Even discounting side effects, it’s unethical to vaccinate 12–15 year-olds in Britain when a such small share of the population in poor countries has been offered a vaccine. COVID-19 is a disease that disproportionately targets older people, while posing almost no risk to children. Our vaccination policy should reflect that.

Israeli Study Finds that Natural Immunity Protects Much Better Against Infection than Pfizer Vaccine

Since the start of the global vaccine roll-out, it’s become increasingly clear that – although the vaccines provide strong protection against severe disease – they provide only limited protection against infection.

Israel and Iceland, two of the most vaccinated countries in the world, have recently seen major outbreaks of COVID-19. Both countries had fully vaccinated 60% of the population by July 1st. Yet by early August, Iceland had posted its largest daily total for the number of new infections since the pandemic began, and case numbers in Israel were soaring.

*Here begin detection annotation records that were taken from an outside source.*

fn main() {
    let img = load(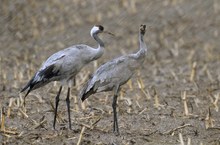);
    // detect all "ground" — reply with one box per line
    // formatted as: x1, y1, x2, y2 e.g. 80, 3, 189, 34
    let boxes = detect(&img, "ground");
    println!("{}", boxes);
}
0, 0, 220, 145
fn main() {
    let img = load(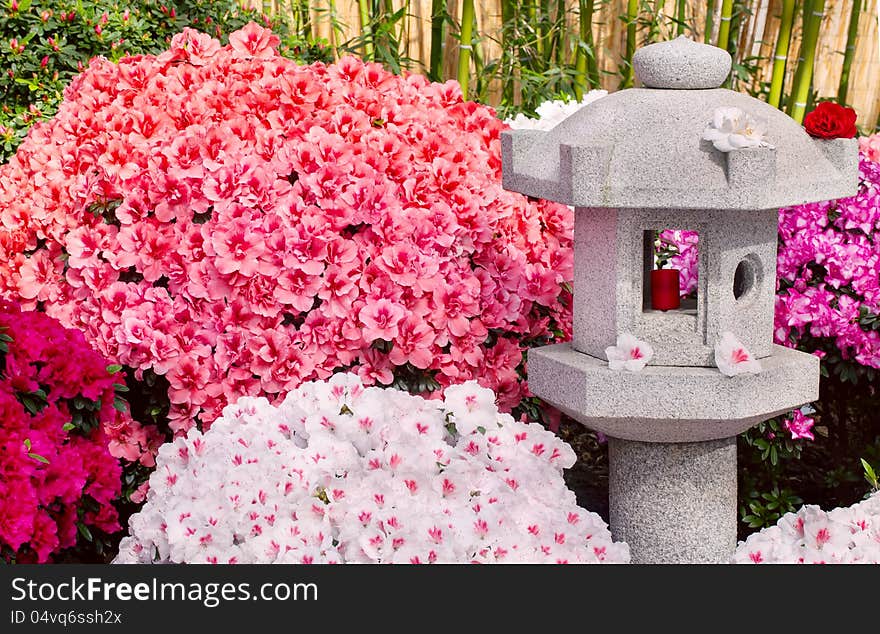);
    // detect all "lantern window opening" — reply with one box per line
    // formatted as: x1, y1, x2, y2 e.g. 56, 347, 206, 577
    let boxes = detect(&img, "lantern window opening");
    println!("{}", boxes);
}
642, 228, 699, 316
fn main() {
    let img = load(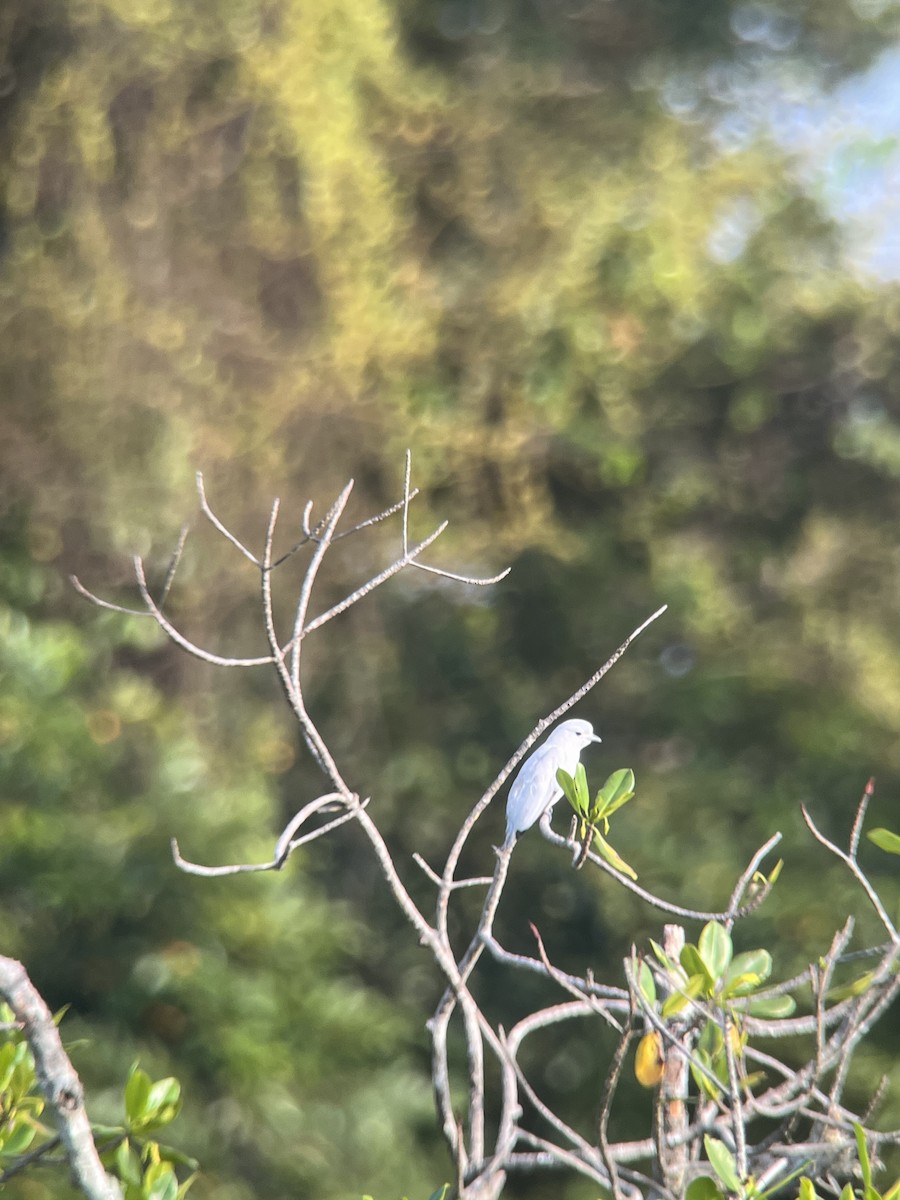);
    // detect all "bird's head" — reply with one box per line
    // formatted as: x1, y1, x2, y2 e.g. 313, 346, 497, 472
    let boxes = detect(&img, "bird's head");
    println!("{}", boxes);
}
547, 716, 602, 746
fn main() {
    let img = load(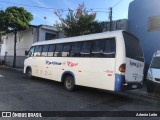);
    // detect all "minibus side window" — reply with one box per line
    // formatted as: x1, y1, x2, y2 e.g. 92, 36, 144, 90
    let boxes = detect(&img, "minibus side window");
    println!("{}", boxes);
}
28, 46, 35, 57
80, 41, 92, 57
48, 45, 56, 57
103, 38, 116, 58
34, 46, 43, 57
41, 45, 49, 57
70, 42, 82, 57
54, 44, 63, 57
62, 43, 71, 57
91, 40, 105, 57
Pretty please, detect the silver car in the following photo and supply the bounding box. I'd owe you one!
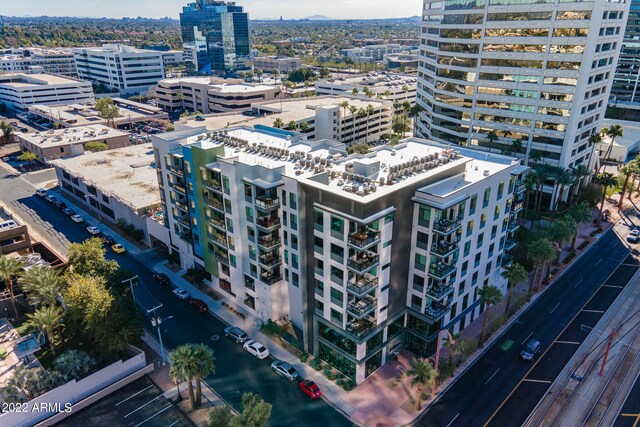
[271,359,300,382]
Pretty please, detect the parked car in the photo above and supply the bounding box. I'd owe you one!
[520,339,540,362]
[71,214,84,223]
[111,243,127,254]
[300,380,322,399]
[189,298,209,313]
[224,326,249,344]
[153,273,171,285]
[173,288,189,300]
[242,340,269,360]
[271,359,300,382]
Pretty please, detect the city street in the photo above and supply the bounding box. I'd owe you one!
[0,168,352,427]
[416,224,638,427]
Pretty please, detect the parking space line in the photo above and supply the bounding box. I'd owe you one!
[134,403,173,427]
[124,394,162,418]
[113,385,153,406]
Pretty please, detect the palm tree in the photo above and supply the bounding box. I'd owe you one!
[567,202,591,251]
[500,262,529,322]
[19,267,64,307]
[194,344,216,406]
[598,172,618,225]
[53,350,96,381]
[0,256,24,317]
[28,305,63,356]
[407,358,436,410]
[527,237,556,300]
[478,285,502,347]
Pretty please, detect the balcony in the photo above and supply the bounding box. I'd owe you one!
[256,216,280,230]
[424,302,450,322]
[260,271,282,285]
[429,262,456,280]
[347,317,376,338]
[259,253,282,268]
[431,240,458,258]
[433,218,462,236]
[347,298,376,319]
[427,283,453,299]
[256,196,280,209]
[348,229,380,249]
[347,252,380,274]
[258,236,280,249]
[347,274,378,297]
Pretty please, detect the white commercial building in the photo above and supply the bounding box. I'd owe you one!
[155,77,280,114]
[417,0,630,172]
[73,44,165,95]
[0,73,95,110]
[0,48,78,77]
[152,127,525,383]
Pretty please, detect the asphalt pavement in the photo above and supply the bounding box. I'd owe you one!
[415,224,638,427]
[0,168,353,427]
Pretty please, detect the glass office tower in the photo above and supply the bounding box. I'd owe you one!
[180,0,249,74]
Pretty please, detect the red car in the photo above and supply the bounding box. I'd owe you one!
[300,380,322,399]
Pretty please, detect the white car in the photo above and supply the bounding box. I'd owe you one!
[173,288,189,299]
[87,225,100,236]
[242,340,269,359]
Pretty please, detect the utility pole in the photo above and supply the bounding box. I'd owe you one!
[122,274,138,304]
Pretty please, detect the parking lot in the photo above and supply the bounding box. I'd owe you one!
[58,376,192,427]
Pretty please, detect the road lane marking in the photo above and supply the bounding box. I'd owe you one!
[124,394,162,418]
[484,368,500,385]
[447,412,460,427]
[114,385,153,406]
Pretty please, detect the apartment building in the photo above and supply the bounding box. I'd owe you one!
[0,73,95,111]
[152,127,525,383]
[178,96,393,145]
[417,0,630,172]
[251,56,302,75]
[155,77,281,114]
[73,44,165,95]
[0,48,78,77]
[315,72,418,112]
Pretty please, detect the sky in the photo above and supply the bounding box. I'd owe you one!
[0,0,422,19]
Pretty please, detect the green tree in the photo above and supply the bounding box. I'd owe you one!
[597,172,618,225]
[500,262,529,322]
[84,141,109,153]
[478,285,502,347]
[93,98,120,127]
[407,358,436,411]
[27,305,63,356]
[0,255,24,317]
[19,267,64,307]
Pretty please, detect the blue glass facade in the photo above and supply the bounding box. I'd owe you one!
[180,0,250,74]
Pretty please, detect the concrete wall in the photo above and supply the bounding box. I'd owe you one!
[0,349,147,427]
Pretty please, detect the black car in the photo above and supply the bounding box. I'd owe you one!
[153,273,171,285]
[520,339,540,362]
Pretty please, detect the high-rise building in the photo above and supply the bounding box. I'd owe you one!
[611,0,640,109]
[417,0,630,172]
[152,127,525,383]
[180,0,250,74]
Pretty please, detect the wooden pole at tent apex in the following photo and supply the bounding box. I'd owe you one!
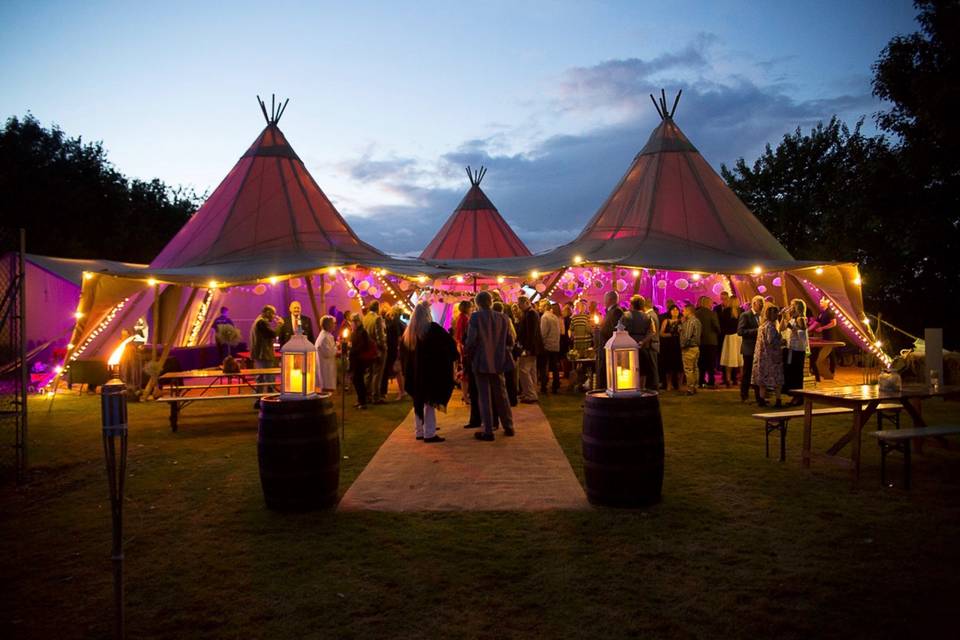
[141,287,198,398]
[306,274,322,332]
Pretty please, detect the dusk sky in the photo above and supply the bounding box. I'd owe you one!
[0,0,916,252]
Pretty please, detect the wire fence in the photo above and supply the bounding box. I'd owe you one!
[0,229,29,482]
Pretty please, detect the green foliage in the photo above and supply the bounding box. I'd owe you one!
[0,114,201,262]
[721,0,960,341]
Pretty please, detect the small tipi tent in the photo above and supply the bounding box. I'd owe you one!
[420,167,530,260]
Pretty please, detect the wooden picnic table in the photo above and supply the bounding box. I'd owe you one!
[791,384,960,481]
[160,367,280,395]
[157,367,280,431]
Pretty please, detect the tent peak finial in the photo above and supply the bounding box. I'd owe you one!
[650,89,683,120]
[467,165,487,187]
[257,93,290,126]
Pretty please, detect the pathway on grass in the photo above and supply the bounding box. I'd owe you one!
[339,402,589,511]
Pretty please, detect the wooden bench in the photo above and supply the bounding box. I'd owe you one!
[156,392,277,433]
[870,424,960,489]
[753,403,903,462]
[753,407,853,462]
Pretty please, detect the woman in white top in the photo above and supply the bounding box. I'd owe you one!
[315,316,337,392]
[782,299,810,405]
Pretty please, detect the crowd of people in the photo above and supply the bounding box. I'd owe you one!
[231,291,836,443]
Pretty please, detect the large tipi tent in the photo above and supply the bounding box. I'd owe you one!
[420,167,531,260]
[61,98,432,384]
[436,92,880,355]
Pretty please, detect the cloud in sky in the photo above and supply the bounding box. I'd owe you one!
[332,34,879,253]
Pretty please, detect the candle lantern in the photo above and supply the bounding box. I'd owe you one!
[603,320,643,397]
[280,333,317,400]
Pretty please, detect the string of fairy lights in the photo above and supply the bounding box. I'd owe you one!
[55,298,130,388]
[187,289,216,347]
[56,256,892,400]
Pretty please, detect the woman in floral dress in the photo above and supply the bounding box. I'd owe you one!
[752,305,783,407]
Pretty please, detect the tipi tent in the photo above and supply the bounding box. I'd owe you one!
[432,92,880,364]
[61,98,432,384]
[420,167,530,260]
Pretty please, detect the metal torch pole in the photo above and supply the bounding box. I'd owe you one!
[100,379,127,638]
[340,334,349,447]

However, the question of whether vaccines are superior to natural immunity in terms of protection against infection has remained open. According to a Guardian article titled “Common myths about Covid – debunked”, which was written by a member of Independent SAGE, natural immunity is “not as good as the protection you get from being vaccinated”.

Yet a new paper suggests the reverse may be true: natural immunity is stronger and longer-lasting than vaccine-induced immunity.

Sivan Gazit and colleagues analysed a large sample of anonymised patient records from Israel. Their sample included two key groups: fully vaccinated people who’d never tested positive; and unvaccinated people who had tested positive.

In addition to matching these two groups for size, and average demographic characteristics, they controlled for ‘immune activation time’. This was done by limiting the sample to people who’d been vaccinated or infected between January 1st and February 28th, 2021.

Patients’ Covid outcomes (subsequent infection, hospitalisation or death) were measured during a follow-up period between June 1st and August 14th.

What did the researchers find? Of the 257 cases that were detected in the follow-up period, 93% occurred in the vaccinated group, and only 7% occurred in the previously infected group. And of nine hospitalisations, eight occurred in the vaccinated group, compared to just one in the previously infected group.

These results indicate that natural immunity confers substantially more protection against infection than vaccine-induced immunity. They also suggest that natural immunity confers more protection against hospitalisation, although one should be cautious here, as there were only nine hospitalisations in total.

The researchers point out that their results may only apply to the Delta variant, and to the Pfizer vaccine, and that they couldn’t control for all relevant differences between the two groups. Nonetheless, their paper provides the strongest evidence to date that natural immunity beats vaccine-induced immunity when it comes to infection.

Francious Balloux of UCL, a self-described “militant corona-centrist”, said the paper “is a bit of a bombshell”. Though he added that “essentially every adult who hasn’t been infected yet greatly benefits from being vaccinated”.

Gazit and colleagues’ findings still need to be replicated. But if they prove to be robust, then government priorities may shift substantially going forward. The case for vaccinating healthy young people will be even weaker. And the case for donating surplus vaccines to poor countries will be that much stronger.